Monday, Jun. 16, 1952
Sippenhaft
Like thousands of other German youngsters, Hilde Speer, a button-bright 16-year-old student at Heidelberg's Elisabeth von Thadden School, would like nothing better than a chance to go to an American school. She saw her chance last spring in a notice in the local paper: a number of German youngsters were going to be sent to the U.S. as exchange students. Hilde wrote a letter stating her reason for wanting to go: "I want to become acquainted with the people [of the U.S.], the poor as well as the rich, the land, the big cities, and the many problems of America." Last week, after two interviews, a U.S. cultural officer in Germany wrote Hilde the good news: she had been chosen as one of 27 students from her area to be given an all-expense-paid trip to the U.S. Breathlessly, Hilde began to prepare for the big adventure.

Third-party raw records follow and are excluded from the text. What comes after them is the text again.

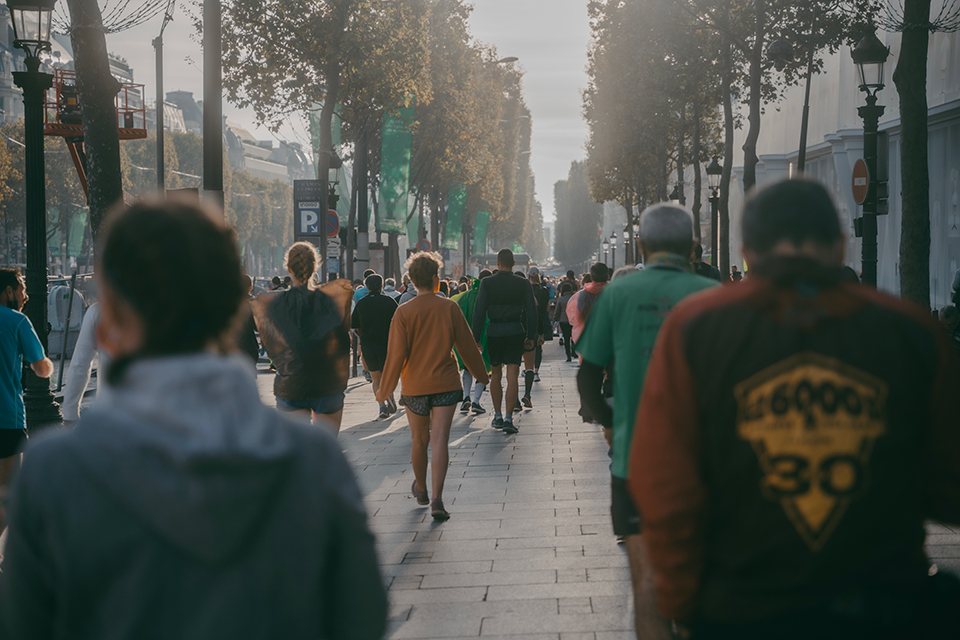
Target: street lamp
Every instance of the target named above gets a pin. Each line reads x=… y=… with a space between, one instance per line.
x=31 y=32
x=714 y=175
x=613 y=251
x=870 y=55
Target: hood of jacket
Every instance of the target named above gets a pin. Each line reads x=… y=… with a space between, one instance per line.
x=186 y=446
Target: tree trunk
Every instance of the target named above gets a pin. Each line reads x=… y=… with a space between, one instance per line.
x=750 y=158
x=911 y=80
x=697 y=178
x=723 y=222
x=97 y=90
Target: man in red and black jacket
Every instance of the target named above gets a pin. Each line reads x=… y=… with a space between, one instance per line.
x=793 y=435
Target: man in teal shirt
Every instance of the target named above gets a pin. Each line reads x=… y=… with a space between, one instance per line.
x=18 y=342
x=619 y=339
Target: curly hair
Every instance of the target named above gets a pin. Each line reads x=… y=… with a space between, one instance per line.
x=168 y=244
x=301 y=261
x=422 y=267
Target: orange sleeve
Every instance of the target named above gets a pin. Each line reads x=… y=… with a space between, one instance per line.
x=664 y=474
x=467 y=346
x=397 y=353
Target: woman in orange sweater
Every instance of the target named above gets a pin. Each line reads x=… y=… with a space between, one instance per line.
x=420 y=351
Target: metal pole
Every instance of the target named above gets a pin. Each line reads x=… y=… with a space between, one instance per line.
x=161 y=178
x=871 y=120
x=213 y=104
x=41 y=408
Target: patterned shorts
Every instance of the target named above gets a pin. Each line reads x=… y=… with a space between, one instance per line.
x=421 y=405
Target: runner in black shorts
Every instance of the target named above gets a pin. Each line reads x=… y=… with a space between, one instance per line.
x=509 y=304
x=371 y=320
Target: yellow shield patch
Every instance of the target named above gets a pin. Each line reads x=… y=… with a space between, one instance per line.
x=812 y=421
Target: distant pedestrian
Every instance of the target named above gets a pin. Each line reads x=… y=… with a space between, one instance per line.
x=305 y=331
x=371 y=320
x=702 y=268
x=508 y=303
x=617 y=343
x=422 y=337
x=184 y=507
x=794 y=435
x=18 y=344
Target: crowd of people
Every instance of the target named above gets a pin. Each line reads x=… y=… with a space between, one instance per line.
x=776 y=445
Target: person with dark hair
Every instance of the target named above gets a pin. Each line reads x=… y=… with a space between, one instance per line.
x=794 y=434
x=422 y=338
x=565 y=293
x=18 y=344
x=184 y=507
x=581 y=304
x=306 y=333
x=371 y=320
x=702 y=268
x=472 y=389
x=508 y=304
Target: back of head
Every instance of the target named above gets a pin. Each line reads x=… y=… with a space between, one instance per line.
x=599 y=272
x=796 y=211
x=374 y=283
x=422 y=267
x=167 y=244
x=666 y=228
x=505 y=259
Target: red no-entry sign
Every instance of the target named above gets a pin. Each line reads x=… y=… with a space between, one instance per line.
x=861 y=181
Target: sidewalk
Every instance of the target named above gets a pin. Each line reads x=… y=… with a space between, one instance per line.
x=529 y=551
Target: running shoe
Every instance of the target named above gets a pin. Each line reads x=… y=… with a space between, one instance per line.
x=438 y=512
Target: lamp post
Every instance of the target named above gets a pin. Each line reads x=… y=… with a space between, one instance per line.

Then State Department officials in Washington made an embarrassing discovery: Hilde's father is Albert Speer, an architect and administrative genius who became head of Germany's economic mobilization in 1942; he is now serving 20 years as a convicted war criminal. Last week the department took Hilde's name off the list. Officials explained that they were not prejudiced against the girl on account of her father's past, but merely wanted to save her from painful embarrassment. It cited recent instances where social invitations to German exchange students in the Midwest were cancelled after newspapers carried unfavorable stories about them. Said a U.S. State Department man in Germany: "Can you imagine what would happen when those nasty New York reporters hollered, 'Hilde, how does it feel to have your old man a war criminal?' "
Hilde got the news that she had been turned down, not from the State Department, but from reporters. She said that she was "very surprised and a little mixed up," and wondered how she would tell her classmates.
Her classmates and everyone else in Germany know a word nastier than a possible question by a New York reporter. The word is Sippenhaft, and it means, roughly, "family liability." It was widely used in Hitler's day when men, women & children were punished because they had anti-Nazi relatives.
The U.S. State Department does not believe in Sippenhaft, but its position in the case of Hilde Speer will convince a lot of Germans that it does.